I have a dataframe like this (simplified):
| | amount | other_amt | rule_id |
|---:|:--------|:----------|---------:|
| 0 | 2 | 0 | 101 |
| 1 | 20 | 0.5 | 102 |
| 2 | 300 | 0 | 0 |
| 3 | 50 | 1 | 101 |
I then have a set of functions that apply each of these rules to the data, such as:
def rule_101(df):
return df['amount'] / 2
def rule_102(df):
return df['other_amt']
I want to create a new column where I apply each rule_xxx(df)
function, depending on what's in the rule_id
column. And I use the content of the rule_id
column to call the function within the command that creates the new column. Something like
df['new_col'] = np.where(df['rule_id'] == '0',
df['amount']),
locals()[f'rule_{df.rule_id}'](df))
This bit f'rule_{df.rule_id}'
is what's causing me trouble. It returns the full series and thus an error, like
KeyError: 'rule_0 0\n1 0\n2 0\n3 0\n4 0\n ..\n495 0\n496 0\n497 0\n498 0\n499 0\nName: rule_id, Length: 500, dtype: object'
How can I "align" these two inputs? So that the value in rule_id
for each row gets inserted in the f-string, thus calling the function for that specific rule_id on that specific row?
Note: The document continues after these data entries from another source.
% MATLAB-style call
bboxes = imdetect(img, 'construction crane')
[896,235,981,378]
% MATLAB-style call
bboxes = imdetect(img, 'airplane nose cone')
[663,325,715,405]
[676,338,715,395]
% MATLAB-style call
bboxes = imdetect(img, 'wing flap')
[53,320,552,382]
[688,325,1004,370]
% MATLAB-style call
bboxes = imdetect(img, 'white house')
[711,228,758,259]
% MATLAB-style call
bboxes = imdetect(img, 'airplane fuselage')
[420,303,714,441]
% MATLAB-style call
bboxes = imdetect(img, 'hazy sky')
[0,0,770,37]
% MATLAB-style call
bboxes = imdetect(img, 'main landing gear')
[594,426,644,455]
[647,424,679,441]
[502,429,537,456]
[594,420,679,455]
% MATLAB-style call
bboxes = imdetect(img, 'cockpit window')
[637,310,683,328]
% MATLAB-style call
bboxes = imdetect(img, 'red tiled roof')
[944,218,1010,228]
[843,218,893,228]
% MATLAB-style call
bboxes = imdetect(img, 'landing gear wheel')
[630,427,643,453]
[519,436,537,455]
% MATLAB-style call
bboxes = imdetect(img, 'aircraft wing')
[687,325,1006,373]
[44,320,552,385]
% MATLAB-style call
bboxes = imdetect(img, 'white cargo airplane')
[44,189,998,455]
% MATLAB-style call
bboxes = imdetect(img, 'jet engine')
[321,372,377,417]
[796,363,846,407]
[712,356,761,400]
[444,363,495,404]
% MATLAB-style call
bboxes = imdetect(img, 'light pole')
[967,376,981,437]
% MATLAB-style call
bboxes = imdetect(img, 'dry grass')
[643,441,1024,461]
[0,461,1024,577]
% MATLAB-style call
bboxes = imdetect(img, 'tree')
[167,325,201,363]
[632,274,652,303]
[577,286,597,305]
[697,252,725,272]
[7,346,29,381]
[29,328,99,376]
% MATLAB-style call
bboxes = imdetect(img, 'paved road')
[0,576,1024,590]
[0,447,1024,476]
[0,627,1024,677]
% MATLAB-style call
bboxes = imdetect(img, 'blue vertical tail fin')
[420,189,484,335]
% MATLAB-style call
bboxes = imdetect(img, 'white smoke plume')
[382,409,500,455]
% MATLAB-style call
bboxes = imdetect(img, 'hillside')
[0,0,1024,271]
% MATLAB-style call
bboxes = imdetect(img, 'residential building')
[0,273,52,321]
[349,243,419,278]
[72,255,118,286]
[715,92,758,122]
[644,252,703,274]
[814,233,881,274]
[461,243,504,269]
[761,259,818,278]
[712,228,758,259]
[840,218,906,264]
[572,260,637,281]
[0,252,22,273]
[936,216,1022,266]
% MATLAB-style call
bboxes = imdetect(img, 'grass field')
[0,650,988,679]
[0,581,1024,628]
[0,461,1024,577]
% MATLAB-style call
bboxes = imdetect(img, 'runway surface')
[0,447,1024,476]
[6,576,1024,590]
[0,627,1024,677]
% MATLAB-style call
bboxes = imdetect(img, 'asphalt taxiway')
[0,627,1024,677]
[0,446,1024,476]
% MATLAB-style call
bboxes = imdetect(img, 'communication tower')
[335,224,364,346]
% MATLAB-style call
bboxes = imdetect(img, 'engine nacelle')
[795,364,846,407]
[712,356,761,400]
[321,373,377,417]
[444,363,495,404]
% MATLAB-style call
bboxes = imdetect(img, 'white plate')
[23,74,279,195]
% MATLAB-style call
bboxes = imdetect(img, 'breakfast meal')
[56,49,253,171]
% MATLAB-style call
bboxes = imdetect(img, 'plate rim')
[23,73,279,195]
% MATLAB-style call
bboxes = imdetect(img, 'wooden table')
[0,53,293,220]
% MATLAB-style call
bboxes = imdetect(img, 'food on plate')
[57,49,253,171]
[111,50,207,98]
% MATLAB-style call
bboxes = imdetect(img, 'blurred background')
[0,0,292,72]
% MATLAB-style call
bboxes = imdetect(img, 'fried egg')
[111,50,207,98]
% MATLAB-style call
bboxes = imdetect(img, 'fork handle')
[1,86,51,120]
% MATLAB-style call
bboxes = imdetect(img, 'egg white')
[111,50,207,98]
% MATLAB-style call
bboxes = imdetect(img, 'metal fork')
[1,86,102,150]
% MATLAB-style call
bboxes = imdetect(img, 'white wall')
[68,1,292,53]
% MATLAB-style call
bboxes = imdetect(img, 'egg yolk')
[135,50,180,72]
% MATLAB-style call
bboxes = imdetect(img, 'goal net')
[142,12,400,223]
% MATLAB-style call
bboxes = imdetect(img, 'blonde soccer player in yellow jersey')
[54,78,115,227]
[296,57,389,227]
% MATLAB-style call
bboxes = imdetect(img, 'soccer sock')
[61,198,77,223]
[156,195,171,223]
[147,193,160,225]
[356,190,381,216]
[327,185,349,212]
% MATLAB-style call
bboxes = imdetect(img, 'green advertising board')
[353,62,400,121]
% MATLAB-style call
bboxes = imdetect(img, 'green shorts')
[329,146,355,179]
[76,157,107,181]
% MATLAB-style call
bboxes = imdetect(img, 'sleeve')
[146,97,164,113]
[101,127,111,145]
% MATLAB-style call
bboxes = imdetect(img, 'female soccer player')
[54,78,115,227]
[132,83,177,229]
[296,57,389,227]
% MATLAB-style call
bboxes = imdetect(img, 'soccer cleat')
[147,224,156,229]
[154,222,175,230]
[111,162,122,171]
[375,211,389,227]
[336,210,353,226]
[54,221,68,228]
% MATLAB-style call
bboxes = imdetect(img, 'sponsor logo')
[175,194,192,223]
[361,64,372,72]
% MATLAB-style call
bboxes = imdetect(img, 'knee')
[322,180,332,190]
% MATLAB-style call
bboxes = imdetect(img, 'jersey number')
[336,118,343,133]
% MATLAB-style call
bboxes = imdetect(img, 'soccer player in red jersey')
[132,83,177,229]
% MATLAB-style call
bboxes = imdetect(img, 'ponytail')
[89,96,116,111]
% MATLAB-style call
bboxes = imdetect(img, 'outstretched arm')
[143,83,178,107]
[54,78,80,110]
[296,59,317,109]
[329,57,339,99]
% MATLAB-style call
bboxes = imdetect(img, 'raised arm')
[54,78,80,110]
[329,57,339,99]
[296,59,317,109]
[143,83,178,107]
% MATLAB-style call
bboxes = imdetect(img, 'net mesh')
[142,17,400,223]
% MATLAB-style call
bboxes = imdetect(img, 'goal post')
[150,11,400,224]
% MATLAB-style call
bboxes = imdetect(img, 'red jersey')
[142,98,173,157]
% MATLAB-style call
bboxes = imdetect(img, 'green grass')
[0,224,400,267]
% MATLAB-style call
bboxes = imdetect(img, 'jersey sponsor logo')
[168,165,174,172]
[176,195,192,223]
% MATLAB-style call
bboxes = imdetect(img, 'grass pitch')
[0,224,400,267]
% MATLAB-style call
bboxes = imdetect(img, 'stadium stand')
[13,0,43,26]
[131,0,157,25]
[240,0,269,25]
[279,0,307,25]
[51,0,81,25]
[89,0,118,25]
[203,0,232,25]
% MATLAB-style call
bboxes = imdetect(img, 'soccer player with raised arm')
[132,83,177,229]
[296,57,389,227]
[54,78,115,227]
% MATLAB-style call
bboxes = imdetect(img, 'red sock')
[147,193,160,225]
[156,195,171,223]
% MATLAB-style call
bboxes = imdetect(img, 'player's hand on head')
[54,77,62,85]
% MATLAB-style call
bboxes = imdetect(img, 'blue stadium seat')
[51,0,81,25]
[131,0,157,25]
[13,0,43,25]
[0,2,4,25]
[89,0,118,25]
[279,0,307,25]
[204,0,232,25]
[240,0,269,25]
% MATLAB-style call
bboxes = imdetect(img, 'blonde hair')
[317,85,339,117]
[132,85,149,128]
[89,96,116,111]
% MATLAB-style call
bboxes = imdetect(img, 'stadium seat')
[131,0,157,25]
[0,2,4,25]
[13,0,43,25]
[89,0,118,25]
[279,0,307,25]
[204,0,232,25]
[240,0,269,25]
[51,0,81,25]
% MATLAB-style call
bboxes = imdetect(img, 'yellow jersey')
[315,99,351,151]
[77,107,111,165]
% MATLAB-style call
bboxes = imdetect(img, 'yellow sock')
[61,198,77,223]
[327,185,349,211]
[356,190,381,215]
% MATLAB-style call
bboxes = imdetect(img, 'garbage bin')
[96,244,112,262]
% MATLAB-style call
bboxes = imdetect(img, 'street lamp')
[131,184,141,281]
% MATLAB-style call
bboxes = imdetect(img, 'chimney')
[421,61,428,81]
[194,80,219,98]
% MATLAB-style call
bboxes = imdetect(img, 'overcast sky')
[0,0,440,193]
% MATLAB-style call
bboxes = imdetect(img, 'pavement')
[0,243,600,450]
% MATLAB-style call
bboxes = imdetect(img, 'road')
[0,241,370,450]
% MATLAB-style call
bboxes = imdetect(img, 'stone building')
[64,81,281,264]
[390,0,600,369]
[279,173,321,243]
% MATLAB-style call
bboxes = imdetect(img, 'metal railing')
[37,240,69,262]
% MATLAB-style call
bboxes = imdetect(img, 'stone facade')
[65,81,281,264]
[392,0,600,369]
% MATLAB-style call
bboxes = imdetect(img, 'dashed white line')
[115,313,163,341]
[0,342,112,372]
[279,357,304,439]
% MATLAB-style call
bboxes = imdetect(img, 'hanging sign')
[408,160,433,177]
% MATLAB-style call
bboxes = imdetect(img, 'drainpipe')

Other approaches are also welcome of course, as long as I'm able to apply the function corresponding to the rule_id in each row. Thanks a lot
CodePudding user response:
You can use a dictionary to look up the rules:
def rule_101(df):
return df['amount'] / 2
def rule_102(df):
return df['other_amt']
ruleset = {
0: lambda k: 0,
101: rule_101,
102: rule_102
}
def rules(row):
return ruleset[row['rule_id']](row)
df['new_col'] = df.apply(rules, axis=1)